In the planning stage, it's important to consider any dedicated migration networks that you'll use for large data transfers to Azure. Examples include backups or database replication or using a public endpoint for data transfers to Azure storage. The impact of the migration on network paths for your users and applications should be expected and mitigated. As part of your network planning, consider all phases of the migration and the cost of a partially productive workload in Azure during migration.

Support and operations for SAP

A few other areas are important to consider before and during SAP deployment in Azure.

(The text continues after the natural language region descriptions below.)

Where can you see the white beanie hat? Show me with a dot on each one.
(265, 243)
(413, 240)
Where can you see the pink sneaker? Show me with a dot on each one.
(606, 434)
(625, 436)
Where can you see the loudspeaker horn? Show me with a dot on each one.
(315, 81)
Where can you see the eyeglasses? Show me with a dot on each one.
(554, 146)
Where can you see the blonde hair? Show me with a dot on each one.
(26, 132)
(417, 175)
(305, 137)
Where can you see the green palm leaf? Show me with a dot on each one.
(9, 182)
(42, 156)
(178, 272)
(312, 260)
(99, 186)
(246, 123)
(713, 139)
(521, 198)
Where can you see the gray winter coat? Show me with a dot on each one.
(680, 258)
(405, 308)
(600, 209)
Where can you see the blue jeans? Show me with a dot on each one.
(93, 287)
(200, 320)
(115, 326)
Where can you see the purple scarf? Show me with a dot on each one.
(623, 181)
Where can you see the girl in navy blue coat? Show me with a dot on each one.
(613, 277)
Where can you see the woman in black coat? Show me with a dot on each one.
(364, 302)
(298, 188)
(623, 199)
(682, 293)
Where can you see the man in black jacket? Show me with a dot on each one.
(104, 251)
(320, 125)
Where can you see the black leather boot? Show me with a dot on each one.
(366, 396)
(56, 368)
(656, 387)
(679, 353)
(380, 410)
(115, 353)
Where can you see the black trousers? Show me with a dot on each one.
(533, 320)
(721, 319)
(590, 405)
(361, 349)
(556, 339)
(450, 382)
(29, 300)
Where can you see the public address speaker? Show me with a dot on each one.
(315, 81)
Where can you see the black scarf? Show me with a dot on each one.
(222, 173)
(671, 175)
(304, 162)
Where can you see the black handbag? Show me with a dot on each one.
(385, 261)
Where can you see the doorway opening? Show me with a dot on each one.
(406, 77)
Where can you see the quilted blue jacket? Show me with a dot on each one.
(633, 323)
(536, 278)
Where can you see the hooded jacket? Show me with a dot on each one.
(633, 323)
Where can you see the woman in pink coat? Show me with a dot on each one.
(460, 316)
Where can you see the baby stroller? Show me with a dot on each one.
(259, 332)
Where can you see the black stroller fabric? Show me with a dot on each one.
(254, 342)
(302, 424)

Azure VM extension for SAP

Azure Monitoring Extension, Enhanced Monitoring, and Azure Extension for SAP all refer to a VM extension that you need to deploy to provide some basic data about the Azure infrastructure to the SAP host agent. SAP notes might refer to the extension as Monitoring Extension or Enhanced monitoring. In Azure, it's called Azure Extension for SAP. For support purposes, the extension must be installed on all Azure VMs that run an SAP workload. To learn more, see Azure VM extension for SAP.

SAProuter for SAP support

Operating an SAP landscape in Azure requires connectivity to and from SAP for support purposes. Typically, connectivity is in the form of an SAProuter connection, either if it's through an encryption network channel over the internet or via a private VPN connection to SAP. For best practices and for an example implementation of SAProuter in Azure, see your architecture scenario in Inbound and outbound internet connections for SAP on Azure.